The Reel Review
Writer/director James Gray (Ad Astra, The Lost City of Z) draws from his own childhood in Queens, New York in this highly personal, coming-of-age story about a Jewish-American sixth grader discovering privilege, racism and injustice when he befriends the lone Black classmate at his public school in 1980. It stars Anne Hathaway, Anthony Hopkins and Banks Repeta (The Black Phone, The Devil All the Time).
Gray’s childhood friend, cinematographer Darius Khondji, uses a muted color palette to capture the dreary look and feel of the film’s message and – no surprise – Oscar winners Hopkins and Hathaway give the film’s most touching and authentic performances, as young Paul’s mensch of a grandfather and his concerned mother, who enrolls him in an exclusive private school after Paul and his friend get caught smoking marijuana in the restroom at school.
The main problem with the film, however, is Gray’s story, which comes off as self-indulgent and way too slight for such strong performances.
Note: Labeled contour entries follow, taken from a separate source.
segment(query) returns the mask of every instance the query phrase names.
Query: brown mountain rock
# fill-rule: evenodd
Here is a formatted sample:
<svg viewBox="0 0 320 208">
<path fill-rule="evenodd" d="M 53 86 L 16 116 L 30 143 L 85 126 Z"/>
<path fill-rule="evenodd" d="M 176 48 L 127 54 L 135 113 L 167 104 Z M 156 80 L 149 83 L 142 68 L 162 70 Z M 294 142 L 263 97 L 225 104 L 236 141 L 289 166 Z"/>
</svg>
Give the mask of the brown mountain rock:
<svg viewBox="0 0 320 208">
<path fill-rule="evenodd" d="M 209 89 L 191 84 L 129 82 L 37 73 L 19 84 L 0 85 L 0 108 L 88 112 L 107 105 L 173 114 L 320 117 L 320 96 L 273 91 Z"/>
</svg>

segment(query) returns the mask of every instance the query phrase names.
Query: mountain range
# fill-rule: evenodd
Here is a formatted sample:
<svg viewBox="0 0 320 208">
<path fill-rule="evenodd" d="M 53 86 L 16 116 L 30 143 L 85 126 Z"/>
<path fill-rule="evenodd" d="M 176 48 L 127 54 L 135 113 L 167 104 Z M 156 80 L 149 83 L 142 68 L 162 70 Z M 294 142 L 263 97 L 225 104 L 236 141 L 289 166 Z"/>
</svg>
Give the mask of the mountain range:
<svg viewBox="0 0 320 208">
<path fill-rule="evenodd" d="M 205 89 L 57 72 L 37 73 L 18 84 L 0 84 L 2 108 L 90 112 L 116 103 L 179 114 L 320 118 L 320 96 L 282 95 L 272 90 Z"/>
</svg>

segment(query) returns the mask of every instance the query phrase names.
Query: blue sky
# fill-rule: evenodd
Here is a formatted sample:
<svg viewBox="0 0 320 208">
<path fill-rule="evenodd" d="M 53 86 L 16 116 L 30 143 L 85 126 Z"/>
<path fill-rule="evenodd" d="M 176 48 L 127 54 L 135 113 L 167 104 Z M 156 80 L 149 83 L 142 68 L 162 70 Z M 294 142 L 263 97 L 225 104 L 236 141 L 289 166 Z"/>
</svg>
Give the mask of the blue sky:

From some way too on-the-nose symbolism (family members constantly trying to “awaken” the sleeping boy) to the litany of Ronald Reagan references and some odd cameos from John Diehl (Out of the Wild, Miami Vice) and Jessica Chastain as Fred and Maryanne Trump – Donald’s father and oldest sister – it seems that Gray is trying to illustrate the unfair advantages of White privilege and apologize for his own. But the film’s one-dimensional treatment of the lone Black character – well played by an impressive Jaylin Webb – makes that apology feel disingenuous.
• When the project was first announced, Oscar Isaac, Cate Blanchett and Robert De Niro were cast as some of the key characters, later dropping out and replaced by Jeremy Strong, Jessica Chastain and Anthony Hopkins.
• The film’s title is in reference to The Clash song “Armagideon Time,” and President Ronald Reagan’s frequent references to armageddon in speeches when referring to homosexuality, which Gray says was traumatizing for young kids.
• James Gray says his father died of COVID just after production wrapped on the film in December 2021, before he could see it.